Next week, Brooklyn Bridge Ventures is running Devstackup. It's a monthly event where developers can hear from the tecnnical leads of startups using the same technology that they use--all in a fast paced format. Seven or so startups go up, talk about what they do, their team, the stack they use and the challenges they face. This month, we're focusing on iOS.

Without fail, over 100 developers RSVP to these things every single time. And yet, I always hear people say it's so hard to find developers. What's going on here?

Over the years, I've learned a few things about developers that I think you want to keep in mind when trying to get in front of them.


  1. Developers want to hear from other technical people. That's why it's so key to make sure your first technical hire is also outgoing enough to be an evangelist for your company. If not, you need a technical advisor--someone who can rep what you're doing from the technical side and explain why it's compelling. This event isn't business founders talking about their startups--it's the lead technical folks who can answer the tough questions.

  2. Developers want to sit next to other technical people. The last thing a developer at an event wants to do is to sit next to a businessperson looking for their technical co-founder. That's why this event is closed off to businesspeople. We check the list and remove any non-devs from the list.

  3. Curate your speakers. Every one of our startups are funded and viable for at least the next year or so.

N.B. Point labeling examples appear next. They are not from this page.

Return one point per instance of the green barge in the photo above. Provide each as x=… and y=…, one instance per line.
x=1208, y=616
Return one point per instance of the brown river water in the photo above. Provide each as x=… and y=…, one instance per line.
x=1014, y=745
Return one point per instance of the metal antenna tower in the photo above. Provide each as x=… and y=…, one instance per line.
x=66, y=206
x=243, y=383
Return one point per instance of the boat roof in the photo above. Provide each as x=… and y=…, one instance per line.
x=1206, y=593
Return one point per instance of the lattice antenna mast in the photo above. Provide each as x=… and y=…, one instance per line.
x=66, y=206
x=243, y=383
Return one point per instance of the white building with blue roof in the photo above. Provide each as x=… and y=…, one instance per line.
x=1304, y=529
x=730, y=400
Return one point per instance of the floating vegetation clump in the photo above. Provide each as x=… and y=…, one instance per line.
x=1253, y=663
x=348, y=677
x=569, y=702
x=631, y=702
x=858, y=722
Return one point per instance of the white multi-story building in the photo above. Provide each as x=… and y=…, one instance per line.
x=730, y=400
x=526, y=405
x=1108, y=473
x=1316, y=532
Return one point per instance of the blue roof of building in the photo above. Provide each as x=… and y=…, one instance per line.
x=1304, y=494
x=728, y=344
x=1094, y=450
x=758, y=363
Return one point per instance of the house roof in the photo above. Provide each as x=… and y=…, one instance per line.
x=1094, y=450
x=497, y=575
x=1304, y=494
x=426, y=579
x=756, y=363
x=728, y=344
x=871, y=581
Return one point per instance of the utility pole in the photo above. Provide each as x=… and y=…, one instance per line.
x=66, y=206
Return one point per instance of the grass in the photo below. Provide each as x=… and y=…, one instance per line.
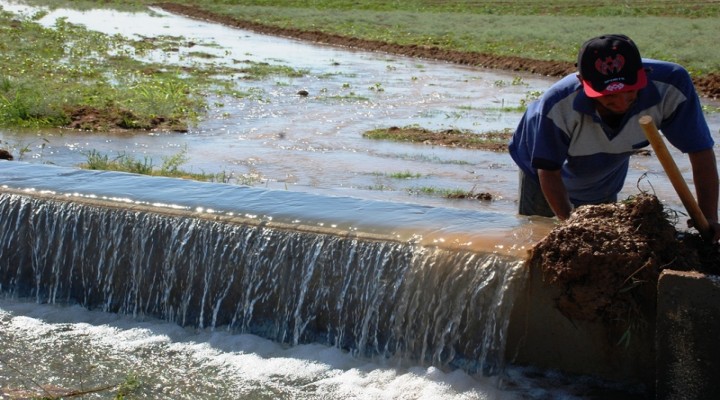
x=170, y=166
x=543, y=30
x=493, y=140
x=68, y=76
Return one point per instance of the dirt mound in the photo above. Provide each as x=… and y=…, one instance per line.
x=607, y=258
x=707, y=85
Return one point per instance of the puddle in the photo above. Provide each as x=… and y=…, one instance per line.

These are real companies with real products or who already have tech teams with serious chops who are well on their way to a launch. Too many times, I see events where the startups talking about what they do are... let's say... "aspirational". I hate it when a Meetup asks for two hours of my time and in return shows me a bunch of companies with founders who can't seem to make it happen and ideas that probably won't last until next week. Other people's time is valuable, so respect it.

  4. It's not about recruiting. Look, any recruiting opportunity starts with an exchange of information. I'll tell you what I'm up to, and I might ask what your situation is, but you need to create an event that works just as well for people who aren't looking for a job and don't want to get pitched. Every attendee is asked in the RSVP if they're interested in hearing about new opportunities--and if they say no, they're not contacted for that purpose. The speakers are told not to make it a recruiting pitch, but to emphasize the information about their company. What makes what you're up to so cool--and if anyone's interested in talking to you, they'll come find you. You don't need to bludgeon them over the head with a pitch. Just be awesome and awesomeness will find you.

  5. Build great relationships with respected members of the technical community. I run a weekly newsletter about interesting stuff going on in the NYC tech community. It goes out to almost 7000 people a week and I include a lot of the technical events run by language and technology specific Meetup organizers. In other words, I've already tried to create value for them by helping them market their groups. In return, if I have a compelling event, they're more likely to help me market what I'm up to. That's not why I do it, but it definitely helps when you approach the head of iOS developer meeting for a tweet or a friendly e-mail to their group if they know who you are. When people see that other tech folks they know and respect are going to something, others are likely to follow. What can you do to help someone who runs a technical meetup? Can you get them space? Offer to introduce them to a designer? Something other than throwing money at them for sponsorship is even more meaningful. Remember the average dev salary. They can buy their own beer.